Bincang-bincang masalah pengelolaan keuangan pribadi itu menyenangkan, asal tak memaksakan produk keuangan tertentu. Kini masalah investasi masih ramai dibahas, termasuk di media sosial. Rupanya banyak yang merasa terlambat berinvestasi. Jika Kalian merasa terlambat, jangan bersedih, yang penting memulai.
Dulu aku dan kawan-kawan eks kuliah ketika berkumpul biasanya bahas seputar investasi apa yang kiranya menguntungkan dan sebaiknya dihindari. Bahasannya santai dan serius. Dari obrolan itulah aku mengenal reksadana dan kemudian memberanikan diri untuk menjajal berinvestasi di saham.
Sebelumnya aku hanya dijejali teori. Waktu itu belum banyak situs yang memberikan informasi seputar teknis berinvestasi, sehingga berinvestasi di reksadana atau terjun langsung di bursa saham rasanya hanya di angan-angan. Kelihatannya susah dan berisiko karena tidak diberitahukan bagaimana cara memulainya dan cara kerjanya secara praktis.
Yang sering ditawarkan oleh bank biasanya hanya tabungan berjangka, deposito, dan unit link. Waktu itu banyak kawanku yang termakan dengan unit link tanpa tahu banyak cara kerjanya. Ujung-ujungnya pada tahun kesekian mereka kebingungan karena nilai investasinya tak seperti yang dijanjikan. Hal ini dikarenakan produk investasi tersebut merupakan gabungan investasi dan asuransi.

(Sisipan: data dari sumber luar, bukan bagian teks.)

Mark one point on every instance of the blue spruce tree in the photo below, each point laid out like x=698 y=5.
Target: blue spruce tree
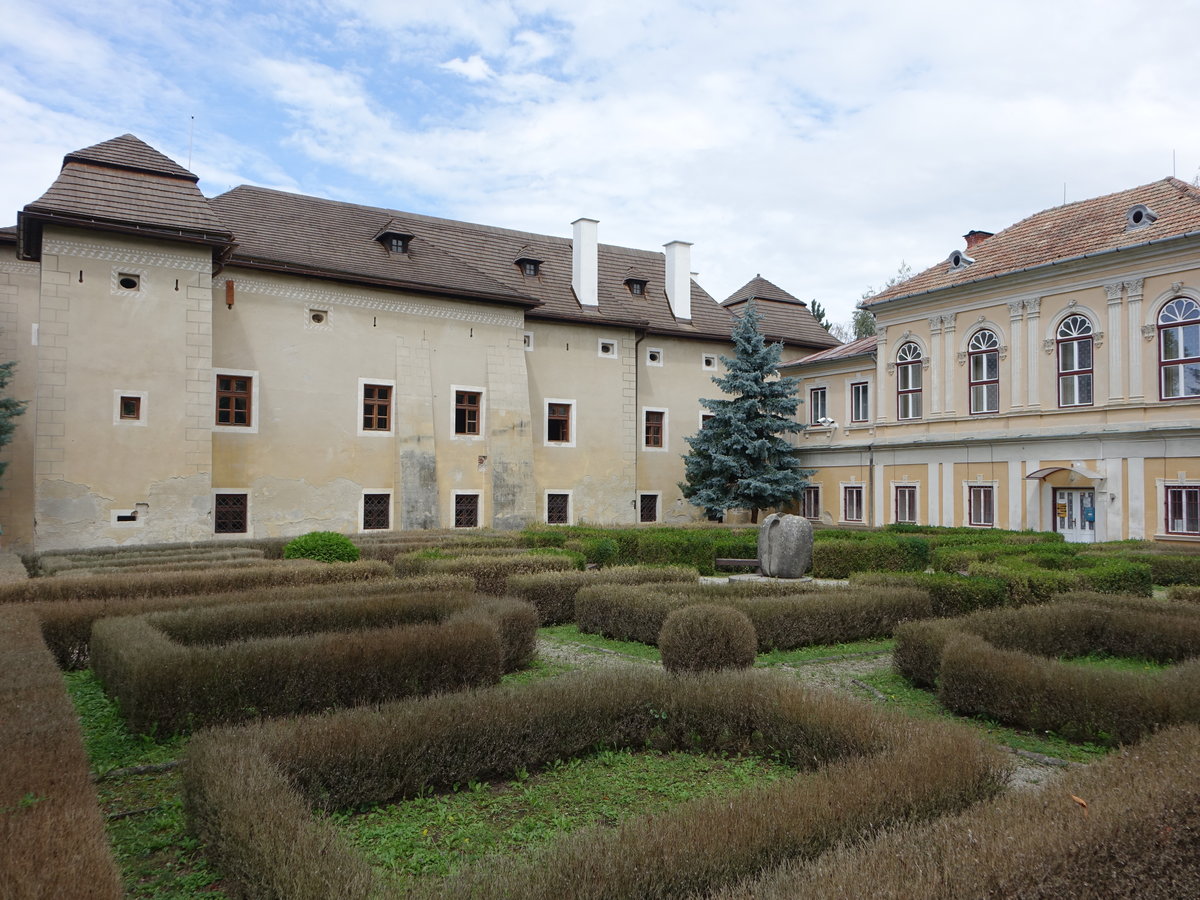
x=739 y=459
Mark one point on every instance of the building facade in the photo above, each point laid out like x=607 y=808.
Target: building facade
x=267 y=364
x=1043 y=377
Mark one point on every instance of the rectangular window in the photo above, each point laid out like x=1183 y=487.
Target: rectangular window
x=906 y=503
x=982 y=507
x=817 y=406
x=376 y=407
x=655 y=423
x=376 y=511
x=233 y=400
x=558 y=509
x=810 y=502
x=466 y=412
x=1183 y=510
x=859 y=402
x=229 y=513
x=466 y=510
x=131 y=408
x=558 y=423
x=852 y=503
x=648 y=508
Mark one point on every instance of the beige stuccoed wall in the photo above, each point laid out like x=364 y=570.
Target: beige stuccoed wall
x=19 y=287
x=307 y=465
x=95 y=341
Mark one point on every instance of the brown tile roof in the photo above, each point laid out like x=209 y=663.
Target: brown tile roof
x=784 y=317
x=862 y=347
x=1067 y=232
x=287 y=231
x=126 y=185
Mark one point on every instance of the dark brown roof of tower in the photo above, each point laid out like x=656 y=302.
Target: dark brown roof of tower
x=129 y=186
x=784 y=317
x=1068 y=232
x=307 y=234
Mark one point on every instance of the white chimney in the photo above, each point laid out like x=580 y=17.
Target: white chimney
x=679 y=279
x=585 y=268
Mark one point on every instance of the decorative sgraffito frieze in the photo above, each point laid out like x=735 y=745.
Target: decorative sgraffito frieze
x=125 y=256
x=317 y=298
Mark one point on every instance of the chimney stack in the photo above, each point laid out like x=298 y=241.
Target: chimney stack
x=973 y=238
x=678 y=279
x=585 y=265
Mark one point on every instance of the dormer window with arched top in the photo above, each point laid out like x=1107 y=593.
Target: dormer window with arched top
x=395 y=241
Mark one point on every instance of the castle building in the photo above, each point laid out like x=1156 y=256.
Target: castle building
x=265 y=364
x=1045 y=377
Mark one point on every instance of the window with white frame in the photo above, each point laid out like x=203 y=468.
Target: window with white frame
x=1182 y=509
x=1074 y=349
x=909 y=387
x=982 y=505
x=983 y=365
x=810 y=502
x=859 y=402
x=1179 y=349
x=852 y=503
x=819 y=406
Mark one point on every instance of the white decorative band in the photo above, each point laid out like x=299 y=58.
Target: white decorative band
x=197 y=263
x=315 y=297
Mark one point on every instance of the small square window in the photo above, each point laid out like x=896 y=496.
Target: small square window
x=131 y=408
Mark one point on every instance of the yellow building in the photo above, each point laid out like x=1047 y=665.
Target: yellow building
x=1045 y=377
x=268 y=364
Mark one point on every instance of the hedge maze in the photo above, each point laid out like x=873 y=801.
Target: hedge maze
x=306 y=688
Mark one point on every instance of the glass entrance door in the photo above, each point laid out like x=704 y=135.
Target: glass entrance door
x=1074 y=514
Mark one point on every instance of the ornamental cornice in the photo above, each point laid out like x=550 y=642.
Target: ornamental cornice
x=316 y=297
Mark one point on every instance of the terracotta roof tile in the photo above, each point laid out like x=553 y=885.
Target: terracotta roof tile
x=1066 y=232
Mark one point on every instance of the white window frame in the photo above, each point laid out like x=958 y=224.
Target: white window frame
x=483 y=412
x=570 y=507
x=391 y=408
x=391 y=509
x=666 y=433
x=255 y=384
x=479 y=509
x=862 y=502
x=658 y=507
x=143 y=408
x=545 y=421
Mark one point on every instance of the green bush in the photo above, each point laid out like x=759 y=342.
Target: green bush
x=322 y=546
x=705 y=639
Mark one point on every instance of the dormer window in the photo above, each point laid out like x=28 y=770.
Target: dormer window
x=395 y=241
x=529 y=267
x=959 y=261
x=1139 y=217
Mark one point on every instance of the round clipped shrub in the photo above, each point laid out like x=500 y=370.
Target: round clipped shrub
x=705 y=637
x=324 y=546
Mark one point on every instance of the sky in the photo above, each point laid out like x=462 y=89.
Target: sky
x=819 y=144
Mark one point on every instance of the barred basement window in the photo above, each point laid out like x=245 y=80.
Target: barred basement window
x=376 y=511
x=466 y=510
x=229 y=514
x=558 y=509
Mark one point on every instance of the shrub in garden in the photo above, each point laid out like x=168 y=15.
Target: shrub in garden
x=322 y=546
x=251 y=792
x=705 y=637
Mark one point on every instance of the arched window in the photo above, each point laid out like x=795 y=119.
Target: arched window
x=983 y=360
x=1075 y=361
x=909 y=382
x=1179 y=348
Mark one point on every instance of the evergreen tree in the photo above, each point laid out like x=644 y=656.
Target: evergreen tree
x=10 y=409
x=739 y=457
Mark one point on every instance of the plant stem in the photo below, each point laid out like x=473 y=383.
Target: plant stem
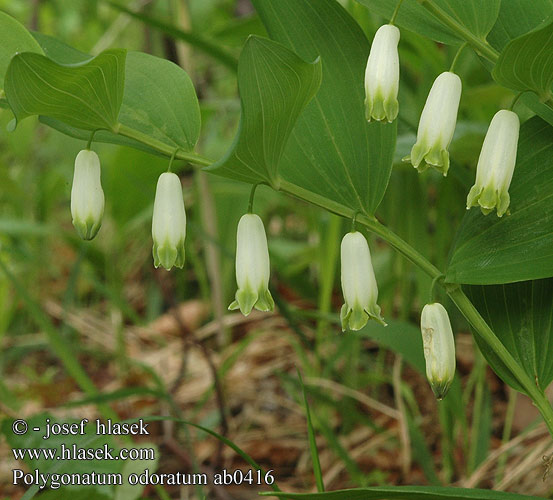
x=478 y=44
x=160 y=146
x=456 y=58
x=455 y=292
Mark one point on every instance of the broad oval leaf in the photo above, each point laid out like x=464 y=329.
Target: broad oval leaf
x=521 y=315
x=516 y=247
x=14 y=38
x=476 y=16
x=159 y=100
x=275 y=85
x=332 y=151
x=526 y=63
x=87 y=95
x=405 y=493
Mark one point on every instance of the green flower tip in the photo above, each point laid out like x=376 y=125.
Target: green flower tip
x=355 y=318
x=246 y=300
x=489 y=199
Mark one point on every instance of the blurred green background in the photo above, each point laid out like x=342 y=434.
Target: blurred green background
x=109 y=288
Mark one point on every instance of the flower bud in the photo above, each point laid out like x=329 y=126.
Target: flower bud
x=87 y=196
x=496 y=165
x=382 y=75
x=358 y=283
x=437 y=124
x=252 y=267
x=439 y=348
x=169 y=222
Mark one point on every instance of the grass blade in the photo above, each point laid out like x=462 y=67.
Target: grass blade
x=312 y=442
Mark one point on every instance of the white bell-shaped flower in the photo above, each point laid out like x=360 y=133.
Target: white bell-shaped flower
x=358 y=283
x=169 y=222
x=439 y=348
x=496 y=164
x=252 y=267
x=437 y=124
x=382 y=75
x=87 y=196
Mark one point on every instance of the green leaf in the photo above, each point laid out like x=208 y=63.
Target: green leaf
x=87 y=96
x=516 y=247
x=406 y=492
x=332 y=152
x=160 y=101
x=474 y=15
x=59 y=51
x=526 y=63
x=14 y=38
x=275 y=85
x=207 y=46
x=518 y=17
x=520 y=314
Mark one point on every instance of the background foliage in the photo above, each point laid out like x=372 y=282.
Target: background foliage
x=373 y=416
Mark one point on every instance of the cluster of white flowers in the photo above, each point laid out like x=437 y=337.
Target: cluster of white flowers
x=169 y=217
x=437 y=125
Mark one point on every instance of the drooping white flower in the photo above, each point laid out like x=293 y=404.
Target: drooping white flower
x=87 y=196
x=496 y=164
x=252 y=267
x=439 y=348
x=358 y=283
x=382 y=75
x=437 y=124
x=168 y=222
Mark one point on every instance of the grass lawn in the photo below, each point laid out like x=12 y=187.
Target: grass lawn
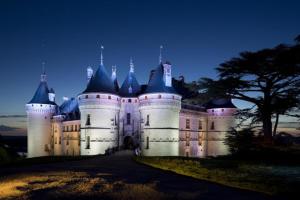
x=271 y=179
x=73 y=185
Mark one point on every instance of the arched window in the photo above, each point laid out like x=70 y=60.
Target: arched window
x=88 y=120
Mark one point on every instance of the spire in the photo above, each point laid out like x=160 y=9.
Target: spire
x=101 y=58
x=131 y=65
x=43 y=75
x=160 y=56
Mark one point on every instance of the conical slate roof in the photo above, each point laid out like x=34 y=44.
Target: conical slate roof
x=68 y=106
x=156 y=82
x=41 y=95
x=220 y=103
x=130 y=86
x=70 y=109
x=100 y=82
x=116 y=84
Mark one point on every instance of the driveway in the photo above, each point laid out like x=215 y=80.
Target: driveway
x=120 y=167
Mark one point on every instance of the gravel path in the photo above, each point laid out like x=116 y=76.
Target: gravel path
x=121 y=167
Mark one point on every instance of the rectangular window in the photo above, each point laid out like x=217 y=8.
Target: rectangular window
x=187 y=124
x=200 y=125
x=147 y=143
x=199 y=139
x=212 y=127
x=148 y=121
x=128 y=118
x=87 y=142
x=78 y=139
x=88 y=120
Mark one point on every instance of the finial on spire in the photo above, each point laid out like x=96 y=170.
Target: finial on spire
x=101 y=58
x=43 y=75
x=131 y=65
x=160 y=55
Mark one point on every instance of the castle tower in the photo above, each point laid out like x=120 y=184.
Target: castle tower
x=57 y=135
x=129 y=113
x=89 y=73
x=159 y=107
x=40 y=110
x=114 y=77
x=220 y=121
x=99 y=106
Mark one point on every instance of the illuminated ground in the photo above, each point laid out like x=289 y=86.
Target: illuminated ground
x=111 y=177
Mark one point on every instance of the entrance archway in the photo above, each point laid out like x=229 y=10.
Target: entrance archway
x=128 y=142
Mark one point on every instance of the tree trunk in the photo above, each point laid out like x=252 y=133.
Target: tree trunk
x=267 y=127
x=276 y=124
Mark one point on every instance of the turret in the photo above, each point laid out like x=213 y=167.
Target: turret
x=51 y=95
x=89 y=73
x=167 y=74
x=40 y=110
x=99 y=107
x=220 y=121
x=159 y=107
x=114 y=77
x=129 y=113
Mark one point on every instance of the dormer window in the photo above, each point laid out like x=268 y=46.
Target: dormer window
x=187 y=124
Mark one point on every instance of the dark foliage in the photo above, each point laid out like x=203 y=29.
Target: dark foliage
x=240 y=142
x=269 y=79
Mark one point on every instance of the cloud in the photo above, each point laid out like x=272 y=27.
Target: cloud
x=12 y=116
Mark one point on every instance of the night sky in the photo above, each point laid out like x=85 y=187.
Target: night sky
x=196 y=35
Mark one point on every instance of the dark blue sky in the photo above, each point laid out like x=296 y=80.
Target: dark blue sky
x=196 y=35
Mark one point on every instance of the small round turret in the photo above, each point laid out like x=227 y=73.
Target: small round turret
x=220 y=121
x=39 y=113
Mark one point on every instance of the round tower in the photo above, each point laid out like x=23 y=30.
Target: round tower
x=39 y=113
x=159 y=108
x=99 y=108
x=220 y=121
x=129 y=113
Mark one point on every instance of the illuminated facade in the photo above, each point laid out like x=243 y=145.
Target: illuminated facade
x=106 y=117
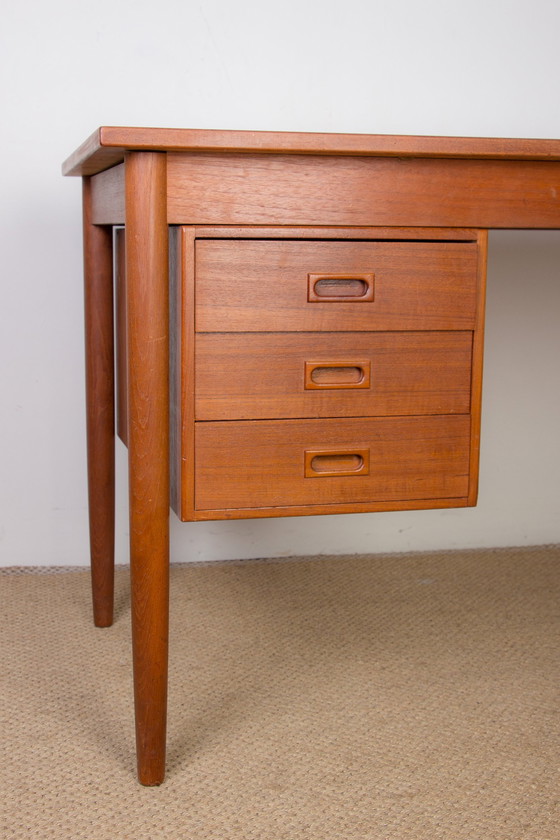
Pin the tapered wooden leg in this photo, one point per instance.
(148, 445)
(100, 408)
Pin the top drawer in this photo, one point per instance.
(288, 286)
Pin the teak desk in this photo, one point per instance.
(325, 339)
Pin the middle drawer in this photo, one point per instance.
(274, 375)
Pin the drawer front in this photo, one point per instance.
(319, 462)
(292, 286)
(259, 376)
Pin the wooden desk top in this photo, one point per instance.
(106, 146)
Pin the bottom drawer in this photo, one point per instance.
(277, 463)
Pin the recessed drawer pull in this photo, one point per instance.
(322, 463)
(330, 375)
(339, 288)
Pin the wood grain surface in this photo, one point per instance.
(148, 441)
(257, 376)
(234, 189)
(247, 286)
(261, 463)
(107, 145)
(100, 408)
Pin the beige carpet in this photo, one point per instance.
(402, 696)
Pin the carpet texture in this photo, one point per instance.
(397, 696)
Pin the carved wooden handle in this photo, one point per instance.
(340, 288)
(325, 463)
(336, 374)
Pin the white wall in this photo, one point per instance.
(431, 67)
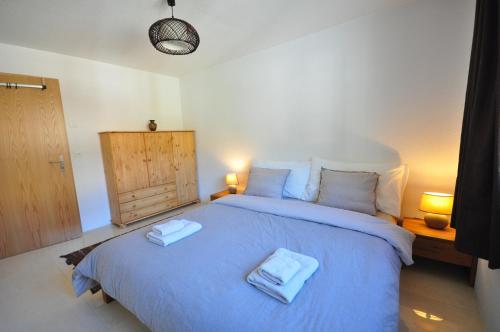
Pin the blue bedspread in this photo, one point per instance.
(198, 283)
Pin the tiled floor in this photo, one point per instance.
(36, 295)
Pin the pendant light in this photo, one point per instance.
(174, 36)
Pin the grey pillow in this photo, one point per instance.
(353, 191)
(266, 182)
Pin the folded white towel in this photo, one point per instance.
(279, 268)
(286, 293)
(169, 227)
(190, 228)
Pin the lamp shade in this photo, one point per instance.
(437, 203)
(231, 179)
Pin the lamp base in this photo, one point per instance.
(436, 221)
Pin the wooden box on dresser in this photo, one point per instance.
(148, 173)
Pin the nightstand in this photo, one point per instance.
(223, 193)
(439, 245)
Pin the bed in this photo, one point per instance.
(198, 283)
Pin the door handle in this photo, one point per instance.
(60, 162)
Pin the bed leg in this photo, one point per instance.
(106, 298)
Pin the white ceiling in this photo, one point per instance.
(116, 31)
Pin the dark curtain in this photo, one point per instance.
(476, 213)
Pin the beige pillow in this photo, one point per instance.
(346, 190)
(266, 182)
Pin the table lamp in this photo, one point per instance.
(232, 182)
(438, 208)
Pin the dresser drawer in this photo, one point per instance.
(148, 211)
(148, 201)
(147, 192)
(440, 250)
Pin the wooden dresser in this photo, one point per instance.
(148, 172)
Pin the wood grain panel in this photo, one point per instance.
(148, 201)
(142, 193)
(38, 200)
(185, 166)
(129, 160)
(443, 251)
(111, 185)
(160, 159)
(148, 211)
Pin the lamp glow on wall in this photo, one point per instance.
(438, 208)
(232, 182)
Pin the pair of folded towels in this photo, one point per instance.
(172, 231)
(283, 274)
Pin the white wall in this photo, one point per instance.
(382, 88)
(98, 97)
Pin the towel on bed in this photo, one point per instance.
(169, 227)
(189, 228)
(286, 293)
(279, 268)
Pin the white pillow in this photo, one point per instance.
(390, 187)
(295, 186)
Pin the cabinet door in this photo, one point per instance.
(129, 161)
(185, 166)
(160, 158)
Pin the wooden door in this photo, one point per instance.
(185, 166)
(129, 161)
(38, 205)
(160, 158)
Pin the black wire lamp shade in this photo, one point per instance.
(174, 36)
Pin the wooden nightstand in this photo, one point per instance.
(223, 193)
(439, 245)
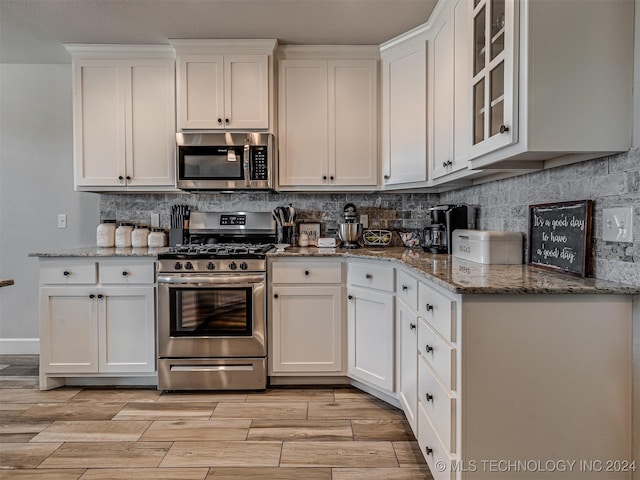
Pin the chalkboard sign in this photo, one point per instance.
(560, 236)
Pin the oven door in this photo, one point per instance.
(211, 316)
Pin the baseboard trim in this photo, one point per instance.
(19, 346)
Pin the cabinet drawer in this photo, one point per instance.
(306, 272)
(407, 289)
(68, 273)
(438, 353)
(438, 310)
(439, 403)
(125, 273)
(433, 450)
(371, 276)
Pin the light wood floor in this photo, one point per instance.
(280, 434)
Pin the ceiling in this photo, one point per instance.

Pada pertengahan 2000-an info investasi masih minim. Obligasi yang ditawarkan pun rasanya susah dijangkau karena sistemnya masih berdasarkan pemesanan secara manual dan cepat sekali habisnya.
Dari hasil kumpul-kumpul serius santai itulah aku banyak dapat ilmu tentang investasi. Itulah enaknya punya kawan yang bekerja di berbagai latar pekerjaan karena kita bisa ketularan ilmu dari mereka.
Pada saat itulah aku merasa terlambat berkenalan dengan reksadana. Dulu ketika ingin membuka deposito harus sabar menabung sebesar Rp 5 juta dan membeli materai, tapi dengan reksadana aku bisa berinvestasi dengan besaran minimal Rp 100 ribu.
Praktiknya juga mudah. Tinggal membuka rekening dan mengisi data untuk mengetahui tingkat risiko yang bisa kita antisipasi. Apabila jantungan lihat nilai yang fluktuatif maka biasanya tidak disarankan untuk memilih reksadana saham. Aku sendiri karena konservatif lebih memilih reksadana pasar uang dan pendapatan tetap.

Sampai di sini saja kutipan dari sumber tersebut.